Dcn Leah Sandwell-Weiss

Dear friends,

Indeed, rarely will anyone die for a righteous person—though perhaps for a good person someone might actually dare to die. Romans 5:7

I thought of this verse as I was preparing this Daily Bread. Have you ever wondered how you would act in a life and death situation? Could you throw yourself in front of a car to save a child? Or try to negotiate with a hostage taker holding a gun? I’ve wondered if I could react quickly enough or if I’d freeze, from fear or uncertainty. As a retired military officer, I understood that even in the remote possibility of danger in my career as a lawyer it might happen. How would I react?

Today we honor Jonathan Myrick Daniels, a young Episcopal seminarian who faced this dilemma in 1965 while in Alabama working on civil rights. He wrote that he made the decision to go to Selma while singing the Magnificat during Evening Prayer. These phrases convinced him to go:  “He hath put down the mighty from their seat, and hath exalted the humble and meek. He hath filled the hungry with good things." He wrote, “I knew then that I must go to Selma.”

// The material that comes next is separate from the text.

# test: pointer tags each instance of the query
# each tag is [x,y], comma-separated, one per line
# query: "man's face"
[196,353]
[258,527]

Later in August, Jonathan and others were arrested for picketing whites-only stores. Six days later the group was suddenly released from jail; while waiting for transportation, he and three other civil rights workers, including 17-year-old Ruby Sales, went to a store to get something to drink. They were confronted by a man with a shotgun who refused to let them in. As the man lifted his shotgun, Jonathan pushed Ruby aside and took the shotgun blast full on, dying immediately.

Shortly before his death, Jonathan wrote this that might help explain his actions and help us in our difficult decision-making:

I lost fear … when I began to know in my bones and sinews that I had been truly baptized into the Lord's death and Resurrection, that in the only sense that really matters I am already dead, and my life is hid with Christ in God.[*]

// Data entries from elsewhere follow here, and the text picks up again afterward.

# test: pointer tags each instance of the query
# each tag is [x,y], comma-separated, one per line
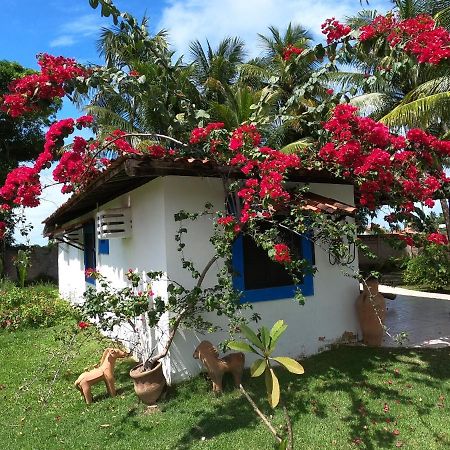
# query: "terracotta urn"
[148,384]
[371,309]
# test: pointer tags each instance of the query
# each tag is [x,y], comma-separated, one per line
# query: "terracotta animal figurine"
[216,367]
[371,308]
[104,372]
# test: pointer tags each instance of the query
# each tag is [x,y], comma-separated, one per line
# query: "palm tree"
[217,70]
[156,98]
[418,96]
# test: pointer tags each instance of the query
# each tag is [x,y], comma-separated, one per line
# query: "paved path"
[424,316]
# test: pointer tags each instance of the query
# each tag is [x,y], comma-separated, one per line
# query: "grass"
[350,397]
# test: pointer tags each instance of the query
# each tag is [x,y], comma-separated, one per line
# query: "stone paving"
[424,316]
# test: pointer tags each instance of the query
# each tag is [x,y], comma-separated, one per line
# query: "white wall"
[322,320]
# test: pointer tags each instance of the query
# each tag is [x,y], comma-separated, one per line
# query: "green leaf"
[258,367]
[273,388]
[241,346]
[265,337]
[277,330]
[251,336]
[301,144]
[290,364]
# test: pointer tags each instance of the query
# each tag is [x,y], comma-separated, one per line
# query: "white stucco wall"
[322,320]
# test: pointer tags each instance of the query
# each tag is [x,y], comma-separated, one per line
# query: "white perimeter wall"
[322,320]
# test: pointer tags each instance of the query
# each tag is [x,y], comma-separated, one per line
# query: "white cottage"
[142,195]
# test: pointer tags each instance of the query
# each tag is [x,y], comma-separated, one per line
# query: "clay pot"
[371,307]
[148,385]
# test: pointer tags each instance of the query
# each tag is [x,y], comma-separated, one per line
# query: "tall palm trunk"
[446,212]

O God of justice and compassion, who puts down the proud and mighty from their place, and lifts up the poor and the afflicted:  We give you thanks for your faithful witness Jonathan Myrick Daniels, who, in the midst of injustice and violence, risked and gave his life for another; and we pray that we, following his example, may make no peace with oppression; through Jesus Christ our Savior, who lives and reigns with you and the Holy Spirit, one God, for ever and ever. Amen.